ROMA Il disegno di legge è stato depositato al Senato due settimane fa, il 14 luglio, anniversario della rivoluzione francese. «Solo una coincidenza» ride il senatore del Pd Pietro Ichino. Ma è in quei quattro articoli il succo della riforma sugli scioperi che la maggioranza sta preparando d’intesa con il governo, come annunciato dal ministro delle Infrastrutture Graziano Delrio. «Abbiamo avuto diversi incontri – racconta Ichino, primo firmatario del testo – per discutere come intervenire sulla materia». E il quadro sembra definito. Secondo il disegno di legge, che ne aggiorna uno presentato dallo stesso Ichino con altri sentatori Pd nel 2008 e presenta diversi punti di convergenza con quello depositato da Ncd con Maurizio Sacconi, per proclamare uno sciopero in un’azienda ci sono due strade. La prima è che venga proclamato da uno o più sindacati che rappresentano il 50% più uno dei dipendenti. La seconda è che, anche se promosso da un sindacato minoritario, superi un referendum tra i lavoratori dell’azienda, con il 50% dei sì fra i votanti e un quorum del 50% dei dipendenti. «Per capirsi – spiega Ichino, giuslavorista oltre che senatore – uno sciopero come quelli di Alitalia o del metro di Roma di questi giorni non sarebbe consentito». Perché? La protesta di venerdì scorso era stata proclamata dal sindacato autonomo dei piloti: una sigla fortissima tra i piloti ma molto lontana dal rappresentare il 50% di tutti i dipendenti di Alitalia. Vicenda in qualche modo analoga a quella romana. L’obiettivo, insomma, è impedire che poche persone possano bloccare un’intera azienda. E anche un intero Paese.

Una di queste due strade – maggioranza sindacale o referendum preventivo – deve essere seguita anche se lo sciopero riguarda un intero settore, come il trasporto pubblico locale. Ma non è troppo complicato consultare tutti i lavoratori di una categoria, le aziende degli autobus di Roma, Milano, Napoli e tutte le altre? «Se si può fare in Germania e in Inghilterta – risponde Ichino – si può fare anche qui. Ed è anche un modo per sottolineare l’eccezionalità di una forma di protesta che invece ormai è diventata una routine e si è trasformata in uno strumento per il regolamento di conti fra sigle diverse». La relazione che accompagna il ddl si apre con una frase di Vittorio Foa, uno dei padri del movimento sindacale. L’assemblea costituente stava discutendo proprio del diritto di sciopero, che tornava dopo il fascismo.
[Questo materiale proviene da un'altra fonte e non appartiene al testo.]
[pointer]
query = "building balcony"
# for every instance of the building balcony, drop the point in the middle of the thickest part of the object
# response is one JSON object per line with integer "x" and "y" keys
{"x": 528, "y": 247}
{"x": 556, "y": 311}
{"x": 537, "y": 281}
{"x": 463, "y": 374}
E lui lo definiva uno strumento da usare «con grande misura e parsimonia». Non è andata così. In Italia, mentre nel settore manifatturiero esposto alla concorrenza gli scioperi si sono molto rarefatti, nel settore dei servizi pubblici ci sono migliaia scioperi ogni anno, l’80% al venerdì o al lunedì, con l’effetto pratico del week end lungo.

Il ddl dei senatori Pd e SVP, al momento, riguarda solo il trasporto pubblico. Ma potrebbe essere esteso anche ai beni culturali come suggerito dal ministro Delrio. «È una questione di buon senso – dice Ichino -: se si  gestisce un patrimonio dell’umanità, si svolge un servizio per il mondo intero: più servizio pubblico di così…». E le assemblee a sorpresa, come quelle di Pompei? «Il diritto di assemblea non si discute; ma va esercitato in forme e tempi compatibili con le esigenze del servizio. Come avviene già oggi nel settore dell’elettricità o del gas». Il governo condivide, ma preferisce non metterci il cappello sopra. Anche per evitare che il tutto si riduca ad uno nuovo capitolo del match fra Renzi e i sindacati. Ma non c’è il rischio che, in un Parlamento intasato da decreti legge e voti di fiducia, un semplice disegno di legge di iniziativa parlamentare rimanga fermo, proprio come gli autobus di Roma? «Il rischio c’è – dice Ichino – ma nell’ultimo anno tutti i disegni di legge seri, anche quelli di iniziativa parlamentare hanno camminato molto più in fretta, come dimostra anche il testo sulle unioni civili». E lui dice di essere ottimista per due motivi: «Cgil Cisl e Uil hanno capito che le regole attuali danneggiano anche loro, favorendo le sigle più spregiudicate. Del resto, Cisl e Uil hanno già firmato con la FCA di Marchionne un accordo aziendale che applica, per gli scioperi, lo stesso principio di democrazia sindacale che è previsto nel nostro disegno di legge. E quello non è nemmeno un servizio pubblico».